Par Alexis Duvrain · 22 juin 2026 à 23:03 · 2 min

Le dossier s’annonce redoutable pour la délégation marseillaise reçue ce mardi par le gendarme financier du football français. Le nouveau président Stéphane Richard, accompagné d’Alban Juster et du directeur sportif Grégory Lorenzi, devra convaincre la DNCG que le plan financier du club est viable. Selon L’Équipe, il est quasiment acté que l’OM écopera d’un encadrement de sa masse salariale, et une limitation des transferts pourrait même s’ajouter à la sanction.
Le quotidien national pointe directement la gestion de l’ancien président Pablo Longoria, dont le mandat (2021-2026) aurait conduit à un mercato d’hiver déficitaire et précipité son départ en février. Frank McCourt, propriétaire du club, réclame désormais au moins trois transferts sortants significatifs, dont celui de Mason Greenwood. Sauf que les départs ne s’enchaînent pas aussi vite que prévu. Le Bayer Leverkusen avait soumis une offre de 25 millions d’euros pour Leonardo Balerdi, acceptée par le club au printemps, mais le défenseur argentin a refusé cette destination, privilégiant une arrivée en Angleterre, en Italie ou en Espagne.

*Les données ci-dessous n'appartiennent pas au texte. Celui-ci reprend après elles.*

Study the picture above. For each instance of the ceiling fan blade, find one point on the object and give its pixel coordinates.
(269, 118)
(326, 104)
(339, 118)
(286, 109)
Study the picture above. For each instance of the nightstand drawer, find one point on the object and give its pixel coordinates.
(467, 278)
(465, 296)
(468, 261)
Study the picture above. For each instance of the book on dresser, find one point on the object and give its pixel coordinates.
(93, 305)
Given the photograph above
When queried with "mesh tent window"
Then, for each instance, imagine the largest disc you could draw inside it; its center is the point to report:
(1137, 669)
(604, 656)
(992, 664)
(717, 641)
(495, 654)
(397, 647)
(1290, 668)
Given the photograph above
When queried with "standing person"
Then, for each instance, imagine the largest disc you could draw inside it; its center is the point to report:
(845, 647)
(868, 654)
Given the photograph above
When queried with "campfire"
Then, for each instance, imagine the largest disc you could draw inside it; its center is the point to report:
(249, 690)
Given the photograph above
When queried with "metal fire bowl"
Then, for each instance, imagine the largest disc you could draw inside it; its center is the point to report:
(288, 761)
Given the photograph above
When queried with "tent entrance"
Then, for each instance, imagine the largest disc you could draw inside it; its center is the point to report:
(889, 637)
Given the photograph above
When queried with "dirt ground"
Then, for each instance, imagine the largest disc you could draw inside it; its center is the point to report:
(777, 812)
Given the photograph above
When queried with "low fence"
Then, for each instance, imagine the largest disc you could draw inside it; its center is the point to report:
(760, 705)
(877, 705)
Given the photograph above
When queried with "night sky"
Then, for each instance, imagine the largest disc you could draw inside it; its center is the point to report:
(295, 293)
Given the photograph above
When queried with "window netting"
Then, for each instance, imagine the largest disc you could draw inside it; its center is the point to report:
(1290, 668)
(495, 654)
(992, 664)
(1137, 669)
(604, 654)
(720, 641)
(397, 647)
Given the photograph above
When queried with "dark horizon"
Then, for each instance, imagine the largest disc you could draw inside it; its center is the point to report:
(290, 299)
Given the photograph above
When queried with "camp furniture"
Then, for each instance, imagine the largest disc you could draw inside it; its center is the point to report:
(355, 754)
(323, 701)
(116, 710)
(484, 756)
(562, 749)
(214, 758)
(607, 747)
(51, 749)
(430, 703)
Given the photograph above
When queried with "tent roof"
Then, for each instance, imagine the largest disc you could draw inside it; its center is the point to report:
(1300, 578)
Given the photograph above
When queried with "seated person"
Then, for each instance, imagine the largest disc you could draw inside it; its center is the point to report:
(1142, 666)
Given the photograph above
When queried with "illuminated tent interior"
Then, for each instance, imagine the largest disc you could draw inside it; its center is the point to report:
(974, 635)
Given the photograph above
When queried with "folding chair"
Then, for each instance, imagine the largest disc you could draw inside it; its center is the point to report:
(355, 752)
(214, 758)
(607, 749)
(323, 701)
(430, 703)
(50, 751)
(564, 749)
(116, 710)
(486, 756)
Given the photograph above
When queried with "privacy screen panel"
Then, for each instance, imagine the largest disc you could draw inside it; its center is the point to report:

L’OM devra se montrer malin cet été sur le marché des transferts. ➡️ l.foot01.com/tvx
Parallèlement, un départ se précise en dehors des noms les plus médiatisés. Selon Calciomercato, un accord verbal aurait été trouvé entre Hamed Junior Traoré et le Genoa. L’international ivoirien, prêté la saison dernière par Bournemouth avant que l’OM ne lève son option d’achat à 7,5 millions d’euros, n’a disputé que 19 rencontres en raison de pépins physiques à répétition. Son départ permettrait au club d’alléger une masse salariale estimée à 320 000 euros mensuels pour ce seul joueur, une économie non négligeable avant que la DNCG ne rende son verdict.
L’horizon mercato de l’OM dépend donc directement de la décision du gendarme financier : un simple encadrement salarial laisserait une marge de manœuvre relative, tandis qu’une interdiction de recrutement fermerait toute possibilité de renforcement avant la reprise de la Ligue 1.